No hay que olvidar que el derecho a la información comprende también el que tiene la ciudadanía a recibir información veraz, así como a una supuesta neutralidad de las instituciones que en otros asuntos que afectan a personas y colectivos no se arma tanto revuelo, sino que cuentan también con el consenso de quienes hoy lo critican cuando les afecta. Aunque todavía está por ver el alcance y la aplicación de estas medidas recién anunciadas.
Los retos que tenemos por delante para garantizar los derechos en esta nueva era de la información son enormes, no solo por la magnitud y el alcance de los medios y del resto de canales, sino por su constante cambio y reinvención, adaptándose siempre a los cambios, incluso a los legales. Internet ha revolucionado el consumo y el contenido de la información, y la dificultad para controlarlo sin coartar derechos democráticos es un debate global todavía sin resolver. Esto implica meterse en otros terrenos como la educación, la democratización del Estado y del espacio público, también el virtual, y la promoción de herramientas que permitan identificar y exponer los fakes que han colonizado hoy una gran parte de las redes sociales.
Marie Kinski sabe, a lo largo de toda la serie, que juega con el viento a favor.

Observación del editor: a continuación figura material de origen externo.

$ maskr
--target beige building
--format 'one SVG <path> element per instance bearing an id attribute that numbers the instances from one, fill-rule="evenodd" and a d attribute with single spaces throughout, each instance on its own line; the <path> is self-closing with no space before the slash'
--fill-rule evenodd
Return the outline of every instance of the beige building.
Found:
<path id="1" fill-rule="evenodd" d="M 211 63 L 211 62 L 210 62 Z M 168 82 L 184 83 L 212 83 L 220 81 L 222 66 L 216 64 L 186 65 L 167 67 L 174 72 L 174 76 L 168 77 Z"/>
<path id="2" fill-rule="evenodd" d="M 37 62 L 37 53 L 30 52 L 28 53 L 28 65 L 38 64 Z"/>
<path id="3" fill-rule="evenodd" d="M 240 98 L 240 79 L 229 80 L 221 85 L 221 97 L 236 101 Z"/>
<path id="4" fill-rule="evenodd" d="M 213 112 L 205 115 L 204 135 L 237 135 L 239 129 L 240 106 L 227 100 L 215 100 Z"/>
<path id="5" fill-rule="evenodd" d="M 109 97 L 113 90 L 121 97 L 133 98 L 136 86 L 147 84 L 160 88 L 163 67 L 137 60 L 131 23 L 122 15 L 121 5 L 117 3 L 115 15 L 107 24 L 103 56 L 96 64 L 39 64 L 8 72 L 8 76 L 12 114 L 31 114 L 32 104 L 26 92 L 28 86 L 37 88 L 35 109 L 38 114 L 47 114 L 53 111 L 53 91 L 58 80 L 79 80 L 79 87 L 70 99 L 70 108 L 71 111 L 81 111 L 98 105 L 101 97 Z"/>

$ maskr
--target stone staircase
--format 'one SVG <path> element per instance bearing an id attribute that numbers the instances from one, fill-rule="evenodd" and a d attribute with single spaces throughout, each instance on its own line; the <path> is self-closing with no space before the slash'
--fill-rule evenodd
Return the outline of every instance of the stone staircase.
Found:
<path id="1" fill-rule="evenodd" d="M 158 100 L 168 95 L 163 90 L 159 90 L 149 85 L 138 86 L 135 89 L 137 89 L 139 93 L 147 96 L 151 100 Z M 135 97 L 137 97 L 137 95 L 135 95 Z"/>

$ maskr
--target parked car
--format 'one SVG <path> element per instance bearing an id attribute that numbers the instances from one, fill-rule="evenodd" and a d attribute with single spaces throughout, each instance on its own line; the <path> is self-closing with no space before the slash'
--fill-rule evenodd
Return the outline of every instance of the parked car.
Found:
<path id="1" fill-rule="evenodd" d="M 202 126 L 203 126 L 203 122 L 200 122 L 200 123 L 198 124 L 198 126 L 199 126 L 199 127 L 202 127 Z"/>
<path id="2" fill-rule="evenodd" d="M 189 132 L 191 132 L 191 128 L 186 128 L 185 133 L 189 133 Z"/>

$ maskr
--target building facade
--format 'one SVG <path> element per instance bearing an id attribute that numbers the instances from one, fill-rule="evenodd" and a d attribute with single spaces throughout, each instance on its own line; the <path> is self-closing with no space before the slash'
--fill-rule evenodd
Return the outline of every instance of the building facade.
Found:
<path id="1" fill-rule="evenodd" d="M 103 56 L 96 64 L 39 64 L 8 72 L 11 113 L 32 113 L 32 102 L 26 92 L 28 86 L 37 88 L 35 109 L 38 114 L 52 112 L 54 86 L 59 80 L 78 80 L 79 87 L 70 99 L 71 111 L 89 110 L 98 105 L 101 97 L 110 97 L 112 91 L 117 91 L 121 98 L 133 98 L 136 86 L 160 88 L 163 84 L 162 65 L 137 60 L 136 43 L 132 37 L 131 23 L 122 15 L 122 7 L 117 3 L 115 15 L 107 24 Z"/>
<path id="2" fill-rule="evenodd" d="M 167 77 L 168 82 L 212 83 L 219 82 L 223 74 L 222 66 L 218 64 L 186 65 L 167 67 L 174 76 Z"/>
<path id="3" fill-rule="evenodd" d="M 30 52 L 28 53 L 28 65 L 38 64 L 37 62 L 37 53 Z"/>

Que va a tener múltiples oportunidades para desplazar cada vez más esa ventana de oportunidades para convertir lo imposible en lo aceptable, y que cuenta, además, con poderosos aliados al mando de medios y partidos. Ella es tan solo un peón más en un tablero global donde la batalla de las ideas se libra sin cuartel en todos los escenarios, y a pesar de cualquier ley. Lo mismo le pasa a Marine Le Pen, que ha visto cómo, al final, Macron ha acabado rendido ante ella, a pesar de no haber ganado las elecciones, o a los ultraderechistas alemanes, que ha sido el socialdemócrata quien ha acabado aplicando sus recetas cuando ha visto que le pisan los talones.
Todo intento por mejorar la transparencia, por limitar la desinformación y por garantizar el acceso a la información plural y veraz es siempre una buena noticia, pero habrá que esperar a ver los resultados más allá de la declaración de intenciones. No debe ser nunca un parche para un asunto o un momento determinado, ni una puerta abierta a la instrumentalización del gobierno de turno para perseguir y censurar cualquier disidencia. Todo lo que se promueva hoy debe tener la suficiente capacidad para que, pase quien pase por las instituciones, no se convierta en una herramienta de censura y control. Pero el problema va más allá de filtrar la basura que orbita en la red o que se instala en los medios como menú diario. El problema es que, en lo terrenal, en lo material, el miedo a esa reacción, a esa máquina del fango, te haga tan inútil que acabes siendo cómplice de quienes hoy intentan tumbarte por todos los medios.